Reuters mocked over paintball image in Ukraine conflict report — Analysis
In an article about the Russian offensive, the media outlet featured a photo of paintball training.
Online ridicule has erupted over the publication by Reuters of a report regarding the Ukraine conflict along with an image that appeared to show people playing airsoft.
According to the headline, Ukrainian soldiers were able to drive out Russian troops in Sumy Region. “Ukrainian border guards repelled an incursion by a Russian sabotage and reconnaissance group in the northeastern region of Sumy on Monday, the governor of the Sumy region said.”
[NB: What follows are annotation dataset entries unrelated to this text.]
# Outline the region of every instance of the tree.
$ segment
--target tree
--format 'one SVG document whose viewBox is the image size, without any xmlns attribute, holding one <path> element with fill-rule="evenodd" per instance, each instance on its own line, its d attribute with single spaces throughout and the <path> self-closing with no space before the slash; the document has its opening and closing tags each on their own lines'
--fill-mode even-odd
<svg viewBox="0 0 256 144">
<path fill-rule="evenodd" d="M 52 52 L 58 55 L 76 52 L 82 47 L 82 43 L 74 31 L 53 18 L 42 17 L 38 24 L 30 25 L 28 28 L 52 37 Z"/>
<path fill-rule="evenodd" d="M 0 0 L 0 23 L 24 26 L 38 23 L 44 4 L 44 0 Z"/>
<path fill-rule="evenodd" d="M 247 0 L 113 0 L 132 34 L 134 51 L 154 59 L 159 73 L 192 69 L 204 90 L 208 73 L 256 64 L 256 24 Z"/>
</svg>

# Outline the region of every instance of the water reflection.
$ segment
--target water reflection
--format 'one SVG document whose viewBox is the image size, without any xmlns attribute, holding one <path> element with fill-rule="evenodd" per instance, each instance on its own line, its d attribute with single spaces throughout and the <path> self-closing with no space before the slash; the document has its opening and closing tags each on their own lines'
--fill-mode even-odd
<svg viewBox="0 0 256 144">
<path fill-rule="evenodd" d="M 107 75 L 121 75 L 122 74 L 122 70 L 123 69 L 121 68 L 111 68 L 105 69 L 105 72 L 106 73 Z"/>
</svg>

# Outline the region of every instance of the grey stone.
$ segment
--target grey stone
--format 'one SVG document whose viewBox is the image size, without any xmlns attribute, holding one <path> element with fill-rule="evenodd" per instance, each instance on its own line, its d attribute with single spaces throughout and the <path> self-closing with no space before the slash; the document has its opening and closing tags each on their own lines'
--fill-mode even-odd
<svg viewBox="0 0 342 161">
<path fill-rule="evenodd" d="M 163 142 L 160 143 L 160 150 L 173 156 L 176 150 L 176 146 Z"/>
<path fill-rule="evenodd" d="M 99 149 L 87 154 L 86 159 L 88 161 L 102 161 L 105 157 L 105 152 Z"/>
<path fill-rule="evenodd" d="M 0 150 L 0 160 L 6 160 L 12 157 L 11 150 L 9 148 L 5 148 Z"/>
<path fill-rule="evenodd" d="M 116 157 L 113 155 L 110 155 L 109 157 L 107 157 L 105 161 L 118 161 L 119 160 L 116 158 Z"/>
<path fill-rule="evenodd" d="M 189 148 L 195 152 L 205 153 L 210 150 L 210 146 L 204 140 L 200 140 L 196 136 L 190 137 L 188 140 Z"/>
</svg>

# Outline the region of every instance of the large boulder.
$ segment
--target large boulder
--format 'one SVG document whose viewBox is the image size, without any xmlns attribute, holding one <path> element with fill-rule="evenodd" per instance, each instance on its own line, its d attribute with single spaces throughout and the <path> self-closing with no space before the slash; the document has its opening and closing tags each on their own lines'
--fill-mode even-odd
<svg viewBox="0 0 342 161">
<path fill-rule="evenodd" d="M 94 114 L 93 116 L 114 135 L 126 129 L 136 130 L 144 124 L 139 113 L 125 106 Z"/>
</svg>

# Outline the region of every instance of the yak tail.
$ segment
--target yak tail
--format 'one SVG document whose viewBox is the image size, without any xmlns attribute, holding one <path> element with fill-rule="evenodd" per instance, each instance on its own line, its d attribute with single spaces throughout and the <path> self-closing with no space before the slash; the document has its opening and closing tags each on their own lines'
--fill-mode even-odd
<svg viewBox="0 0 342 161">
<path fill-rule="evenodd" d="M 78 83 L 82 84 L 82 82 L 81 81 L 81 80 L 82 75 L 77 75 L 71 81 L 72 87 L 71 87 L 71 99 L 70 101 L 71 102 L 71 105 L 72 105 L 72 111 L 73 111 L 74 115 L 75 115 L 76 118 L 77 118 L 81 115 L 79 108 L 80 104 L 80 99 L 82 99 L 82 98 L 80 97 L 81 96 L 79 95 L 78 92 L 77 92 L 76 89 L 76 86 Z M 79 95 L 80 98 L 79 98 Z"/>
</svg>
The image that was used to illustrate the report is what attracted the most attention online. The image, thought to depict Ukrainian soldiers at the frontlines, shows, on closer inspection, a group of people playing paintball using the paintball guns and masks.
A link to this article was placed alongside the aforementioned photo. The account has since retained it despite many comments pointing to its inadequacy.
Some users have stated that this Reuters post is a prime example of why it’s become increasingly difficult to trust mainstream media reports on complex foreign conflicts such as the one in Ukraine, which is already hard to follow due to the avalanche of conflicting and misleading reports supposedly coming from the frontlines.
You can laugh at my doubts regarding a Reuters article. While the Ukrainians can be praised, it is not a great nation. https://t.co/tTIq9gRAgK
— Tactical Wisdom (@DolioJ) May 16, 2022
Some users also suggested that the picture actually shows the painting industry profiting from the Russia-Ukraine conflict. It suggests that $40 billion of the US Senate funding might go to paintball gear.
Was it $40 Billion that America has spent to purchase paintball equipment from Ukraine??
— Tim Young (@TimRunsHisMouth) May 16, 2022
Maybe Ukrainians really do need the $40 billion if they’re fighting the Russian army with paintball guns? 🤷♂️Und @ReutersIt is a mystery why legacy media are no longer trusted. 🙄 https://t.co/Hta8N5lW4P
— TJ Cutshaw (@CutshawTj) May 16, 2022
Reuters claimed that the photograph was not in the public domain and tried to justify its use. “members of the territorial defense force”Participating in a “training simulation.”Many have criticised the agency, however, for failing to include this clarification in their original tweet.